How Compounding Risks Drive Runway Excursions

Runway excursions rarely result from a single factor. More often, they develop when several manageable risks combine into a situation that leaves little margin for error.

FAA Advisory Circular 91-79B emphasizes the “compounding effect” of operational hazards, and runway excursion accidents in business aviation repeatedly demonstrate how tailwinds, unstable approaches and contaminated runways can align to overwhelm crews who fail to recognize the deteriorating picture early enough.

The Anatomy of a Compounding Accident

A Learjet 35 runway excursion in San Marcos, Texas, provides a textbook example. The NTSB investigation found the crew landed with a 15-knot tailwind on a wet runway after an unstable approach in gusty weather conditions. The airplane touched down halfway down the runway at 124 knots with only about 2,600 feet remaining and subsequently hydroplaned off the departure end. Together, these conditions created an accident chain.

The flight crew initially received weather information that was approximately one hour old and reported winds favoring Runway 13. However, convective activity near the airport caused the wind to shift significantly before arrival. By landing time, there was an approximate 15-knot tailwind for Runway 13.

Managing Dynamic Wind Conditions

Dynamic wind conditions are a major runway excursion hazard because they often evolve faster than crews anticipate. A preflight risk assessment should not only identify the forecast winds but also evaluate the likelihood of changing conditions at the estimated time of arrival, especially when convective weather or frontal activity could significantly alter runway conditions before landing. Thunderstorms, gust fronts and frontal boundaries should immediately raise concern for runway changes or rapidly shifting winds.

AC 91-79B stresses the importance of continuously reassessing operational conditions during the approach phase. That means crews cannot rely solely on the METAR received earlier in the flight. Staying ahead of changing conditions requires an active strategy. Crews should brief how they will monitor winds during their arrival by requesting updated tower wind checks, listening for AWOS or ATIS updates, monitoring FMS wind indications and tasking the pilot monitoring with visually checking the windsock on final approach.

The Perils of Unstable Approaches

In the San Marcos accident, changing winds were only one piece of the problem. The NTSB found the approach itself was unstable. Recorded flight data showed descent rates exceeding 2,000 feet per minute shortly before landing, beyond the operator’s stabilized approach criteria.

An unstable approach, combined with a tailwind, almost always results in a long touchdown.

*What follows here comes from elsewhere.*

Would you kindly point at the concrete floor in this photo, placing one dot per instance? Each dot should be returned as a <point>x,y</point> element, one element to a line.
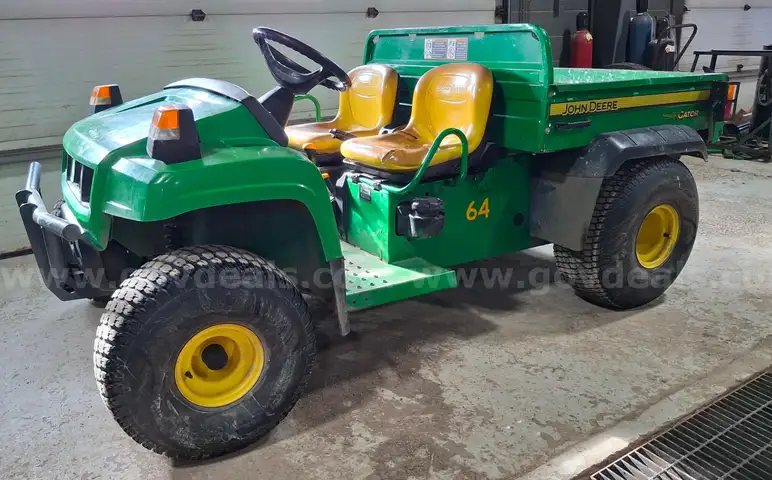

That is exactly what occurred here. The airplane touched down halfway down the runway, eliminating much of the stopping distance needed for a wet runway landing.

This highlights one of the most important principles in runway excursion prevention: A go-around is not a failure. It is often the safest and most professional decision a crew can make. AC 91-79B and the NTSB both emphasize that crews should not attempt to “salvage” an unstable approach. The accident first officer later stated that a go-around should have been initiated before landing.

Summer Convective Hazards and Runway Contamination

The final hazard in this accident was runway contamination. Many pilots primarily associate contaminated runway operations with winter weather, but summer convective weather creates hazards as well.

The San Marcos runway was reported wet, and the first officer stated the airplane appeared to hydroplane after touchdown. The challenge with convective weather is that runway conditions can deteriorate faster than airport reporting systems can update. Standing water from a passing rain shower may develop within minutes, while braking action reports lag behind actual conditions.

This is why crews should maintain a conservative mindset anytime rain showers are near the airport environment. Even if runway condition codes appear acceptable, pilots should recognize that heavy rain and standing water can significantly increase stopping distances and reduce braking effectiveness. Combining those conditions with a tailwind or long touchdown can quickly erase all available safety margins.

Final Thoughts

Business aviation runway excursion data continues to show the same recurring pattern: Accidents are rarely caused by a single issue. Instead, they result from multiple operational threats combining during the approach and landing phase. The safest crews are the ones who identify those threats early, continuously reassess changing conditions and are willing to execute a go-around before a manageable situation becomes an accident.